Enquanto a maioria dos órgãos de CS em Portugal têm de pedir acesso à FPR para entrevistarem seleccionadores e jogadores dentro do Jamor, outros têm saltado por cima destas burocracias necessárias, realizando reportagens ao seu belo-prazer sem sequer realizarem um pedido oficial à instituição que administra as selecções nacionais.
Isto são dados demonstrativos do amadorismo total que a modalidade caiu nos últimos três anos, em que todos os participantes têm uma quota parte de culpa. O problema é que ninguém o deseja admitir e esse facto tem “beliscado” a reputação da modalidade de uma forma tão grave, como os desacatos que aconteceram em alguns campos de rugby a nível nacional (existiram outros incidentes graves em outros campos de jogo que não só na Tapada).
A (potencial) demissão de Luís Cassiano Neves não resolverá problemas e não irá repor Portugal nas World Series ou no Rugby Europe Championship, não voltará a trazer investidores e antigos sponsors, não irá criar novas sinergias entre clube e federação. As mudanças necessárias só poderão vir com outra postura, trabalho e entendimento que carece neste momento no rugby Nacional, mas que urge acontecer de forma rápida para repor a modalidade no caminho certo.

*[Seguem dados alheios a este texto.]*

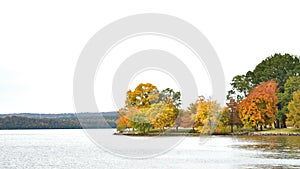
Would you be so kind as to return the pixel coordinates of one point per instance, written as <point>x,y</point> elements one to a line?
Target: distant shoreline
<point>213,134</point>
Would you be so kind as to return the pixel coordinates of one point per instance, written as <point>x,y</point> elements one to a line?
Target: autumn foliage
<point>148,108</point>
<point>260,106</point>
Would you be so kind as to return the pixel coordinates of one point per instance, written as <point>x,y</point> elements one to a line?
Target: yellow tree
<point>163,115</point>
<point>293,117</point>
<point>260,106</point>
<point>143,96</point>
<point>123,122</point>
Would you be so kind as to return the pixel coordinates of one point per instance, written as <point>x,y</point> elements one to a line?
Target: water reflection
<point>276,147</point>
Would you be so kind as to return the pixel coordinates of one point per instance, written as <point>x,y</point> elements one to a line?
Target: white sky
<point>40,43</point>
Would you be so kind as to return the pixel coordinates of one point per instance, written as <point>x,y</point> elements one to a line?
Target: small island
<point>265,102</point>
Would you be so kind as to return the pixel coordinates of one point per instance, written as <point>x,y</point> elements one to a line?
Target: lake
<point>73,149</point>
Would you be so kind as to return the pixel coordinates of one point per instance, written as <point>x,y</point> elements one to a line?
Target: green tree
<point>291,85</point>
<point>278,67</point>
<point>293,118</point>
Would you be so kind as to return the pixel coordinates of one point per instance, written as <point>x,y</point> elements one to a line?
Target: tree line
<point>267,97</point>
<point>59,121</point>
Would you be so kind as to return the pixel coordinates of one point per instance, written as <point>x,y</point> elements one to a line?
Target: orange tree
<point>259,108</point>
<point>207,116</point>
<point>294,110</point>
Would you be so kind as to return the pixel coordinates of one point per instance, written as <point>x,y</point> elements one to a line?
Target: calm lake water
<point>73,149</point>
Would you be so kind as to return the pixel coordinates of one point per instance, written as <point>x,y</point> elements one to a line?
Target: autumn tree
<point>143,96</point>
<point>207,115</point>
<point>293,118</point>
<point>291,85</point>
<point>146,108</point>
<point>278,67</point>
<point>260,106</point>
<point>169,96</point>
<point>163,115</point>
<point>123,121</point>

Em última nota, continua-se por apurar os desacatos entre adeptos do AEIS Agronomia e GD Direito da meia-final do CN1 2018. Inexplicável o facto dos clubes não terem feito qualquer comunicado nesse sentido, explicando se avançaram para sanções dentro das suas próprias estruturas procurando sanar este problema que foi o mais grave desse encontro. De acordo com alguns dados recolhidos pelo Fair Play, entendemos que alguns dos envolvidos são técnicos de formação em ambos os clubes o que deve constituir uma preocupação maior para os corpos dirigentes.